Why it works: The algorithm guarantees correctness because a valid swap can only fix exactly two mismatched positions. Zero differences require no action. Any other number of differences cannot be corrected with one swap, so the conditions precisely capture all possible scenarios.

Python Solution

class Solution:
    def areAlmostEqual(self, s1: str, s2: str) -> bool:
        diffs = []
        for i in range(len(s1)):
            if s1[i] != s2[i]:
                diffs.append(i)
                if len(diffs) > 2:  # early exit if more than 2 differences
                    return False
        
        if not diffs:
            return True
        if len(diffs) == 2:
            i, j = diffs
            return s1[i] == s2[j] and s1[j] == s2[i]
        return False

The code iterates through both strings simultaneously, collecting indices where characters differ. It leverages an early exit if differences exceed two. It then checks the conditions for a valid swap if exactly two differences exist. Finally, it handles the zero-difference case.

Go Solution

func areAlmostEqual(s1 string, s2 string) bool {
    diffs := []int{}
    for i := 0; i < len(s1); i++ {
        if s1[i] != s2[i] {
            diffs = append(diffs, i)
            if len(diffs) > 2 {
                return false
            }
        }
    }
    
    if len(diffs) == 0 {
        return true
    }
    if len(diffs) == 2 {
        i, j := diffs[0], diffs[1]
        return s1[i] == s2[j] && s1[j] == s2[i]
    }
    return false
}

The Go solution mirrors the Python logic, using a slice to track differences.
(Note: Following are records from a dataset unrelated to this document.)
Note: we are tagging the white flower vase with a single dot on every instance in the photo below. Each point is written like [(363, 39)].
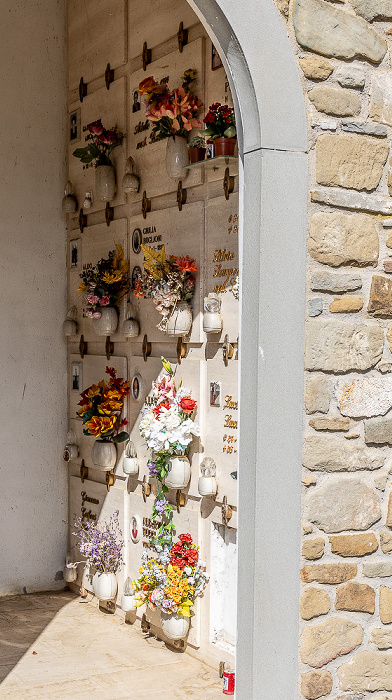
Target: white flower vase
[(180, 322), (179, 473), (107, 323), (130, 466), (176, 157), (104, 586), (128, 603), (105, 183), (104, 455), (174, 626)]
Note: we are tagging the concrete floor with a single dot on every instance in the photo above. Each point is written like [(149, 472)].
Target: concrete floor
[(59, 646)]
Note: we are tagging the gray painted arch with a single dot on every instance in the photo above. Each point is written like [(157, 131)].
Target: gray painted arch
[(273, 212)]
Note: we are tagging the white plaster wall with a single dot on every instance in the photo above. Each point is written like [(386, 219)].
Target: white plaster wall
[(33, 492)]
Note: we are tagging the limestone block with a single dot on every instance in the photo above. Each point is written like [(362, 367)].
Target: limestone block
[(345, 503), (381, 98), (325, 281), (378, 431), (380, 300), (346, 305), (331, 453), (328, 573), (332, 32), (354, 162), (382, 638), (364, 396), (316, 684), (386, 541), (317, 396), (365, 128), (353, 545), (356, 597), (385, 605), (351, 75), (341, 103), (314, 602), (340, 424), (367, 671), (376, 203), (313, 549), (315, 68), (328, 639), (378, 569), (343, 239), (336, 346)]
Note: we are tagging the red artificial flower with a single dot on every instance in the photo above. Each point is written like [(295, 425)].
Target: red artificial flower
[(187, 405)]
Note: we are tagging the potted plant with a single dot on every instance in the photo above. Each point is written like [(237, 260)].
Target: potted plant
[(100, 408), (168, 430), (103, 286), (171, 284), (221, 129), (197, 149), (173, 114), (101, 544), (97, 153), (171, 582)]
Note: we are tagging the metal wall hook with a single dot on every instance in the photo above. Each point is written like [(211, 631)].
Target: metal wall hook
[(227, 511), (82, 220), (82, 89), (109, 214), (146, 348), (83, 471), (109, 347), (181, 195), (82, 347), (146, 205), (146, 489), (146, 56), (228, 183), (109, 76), (182, 36)]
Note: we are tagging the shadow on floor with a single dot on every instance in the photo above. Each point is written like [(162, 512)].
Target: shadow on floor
[(22, 619)]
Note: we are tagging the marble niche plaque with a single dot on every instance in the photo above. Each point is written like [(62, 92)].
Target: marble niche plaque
[(148, 152), (182, 233), (109, 106), (96, 37), (93, 246)]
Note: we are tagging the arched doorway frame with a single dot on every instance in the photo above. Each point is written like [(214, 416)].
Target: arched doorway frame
[(269, 102)]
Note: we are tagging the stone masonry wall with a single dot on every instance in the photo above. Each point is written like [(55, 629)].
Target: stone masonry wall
[(344, 57)]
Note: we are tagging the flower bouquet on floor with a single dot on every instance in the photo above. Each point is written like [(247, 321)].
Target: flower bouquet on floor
[(170, 282), (103, 286), (101, 544), (100, 408), (168, 430)]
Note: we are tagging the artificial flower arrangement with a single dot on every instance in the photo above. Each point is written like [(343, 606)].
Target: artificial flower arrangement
[(99, 149), (101, 406), (168, 428), (173, 112), (106, 283), (167, 280)]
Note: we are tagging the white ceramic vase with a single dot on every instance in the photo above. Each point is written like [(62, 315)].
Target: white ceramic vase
[(176, 157), (174, 626), (128, 603), (104, 455), (108, 322), (207, 486), (180, 322), (130, 466), (105, 183), (104, 585), (179, 473)]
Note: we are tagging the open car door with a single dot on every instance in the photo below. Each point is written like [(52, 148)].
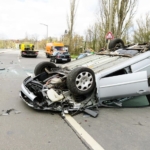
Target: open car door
[(126, 85)]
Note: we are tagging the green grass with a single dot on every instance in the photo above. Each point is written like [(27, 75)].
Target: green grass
[(74, 56)]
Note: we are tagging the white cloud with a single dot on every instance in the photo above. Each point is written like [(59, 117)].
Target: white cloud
[(23, 17)]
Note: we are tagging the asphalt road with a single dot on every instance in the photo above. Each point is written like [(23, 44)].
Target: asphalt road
[(113, 129)]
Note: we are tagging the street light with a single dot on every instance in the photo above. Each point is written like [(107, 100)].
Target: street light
[(110, 19), (47, 28)]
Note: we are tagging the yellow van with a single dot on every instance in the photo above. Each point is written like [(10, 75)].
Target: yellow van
[(51, 47), (27, 49)]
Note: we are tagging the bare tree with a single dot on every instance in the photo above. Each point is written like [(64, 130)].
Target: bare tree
[(71, 22), (122, 14), (142, 32)]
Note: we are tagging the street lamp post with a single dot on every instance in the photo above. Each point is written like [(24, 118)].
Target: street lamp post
[(47, 28), (110, 20)]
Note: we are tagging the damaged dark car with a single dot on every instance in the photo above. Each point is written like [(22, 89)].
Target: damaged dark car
[(105, 79)]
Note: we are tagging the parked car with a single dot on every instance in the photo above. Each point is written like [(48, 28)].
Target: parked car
[(59, 57), (27, 49), (106, 79)]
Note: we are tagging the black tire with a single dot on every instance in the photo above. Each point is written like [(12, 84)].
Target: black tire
[(116, 44), (81, 81), (41, 67), (22, 54), (47, 55)]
Early exit prevents unnecessary comparisons, and swapping logic is handled directly with index comparison.

Worked Examples

Example 1

Input: s1 = "bank", s2 = "kanb"

i s1[i] s2[i] diffs
0 b k [0]
1 a a [0]
2 n n [0]
3 k b [0, 3]

Swap check: s1[0] == s2[3] and s1[3] == s2[0]b == b and k == k → true

Output: true

Example 2

Input: s1 = "attack", s2 = "defend"

Number of differences > 2 → return false

Output: false

Example 3

Input: s1 = "kelb", s2 = "kelb"

No differences → return true

Output: true

Complexity Analysis

Measure Complexity Explanation
Time O(n) Single pass through the strings to record differences
Space O(1) At most two indices are stored, independent of n

This solution is optimal given the constraints because storing differences requires minimal space and scanning once suffices.

Test Cases

# test cases
assert Solution().areAlmostEqual("bank", "kanb") == True  # swap first and last
assert Solution().areAlmostEqual("attack", "defend") == False  # multiple differences
assert Solution().areAlmostEqual("kelb", "kelb") == True  # already equal
assert Solution().areAlmostEqual("a", "a") == True  # single character, same
assert Solution().areAlmostEqual("a", "b") == False  # single character, different
assert Solution().areAlmostEqual("abcd", "abdc") == True  # swap middle characters
assert Solution().areAlmostEqual("abcd", "abcd") == True  # no swap needed
assert Solution().areAlmostEqual("abcd", "abcf") == False  # one character mismatch
Test Why
"bank", "kanb" Valid swap at edges
"attack", "defend" Multiple differences, impossible
"kelb", "kelb" Strings identical, no swap needed
"a", "a" Minimum length, identical
"a", "b" Minimum length, different
"abcd", "abdc" Swap in the middle works
"abcd", "abcd" Already equal
"abcd", "abcf" Single mismatch cannot be fixed

Edge Cases

One edge case is when the strings are already equal. The algorithm handles this by returning true when no differences are found. Another case is when strings differ in exactly one position; a single swap cannot fix this, so the algorithm correctly returns false. Finally, strings with repeated characters may allow a swap to succeed even if characters repeat in the string. The solution accounts for this because it checks the specific character positions for a valid swap rather than relying on frequency counts. These edge cases are naturally handled by the simple difference tracking and conditional logic.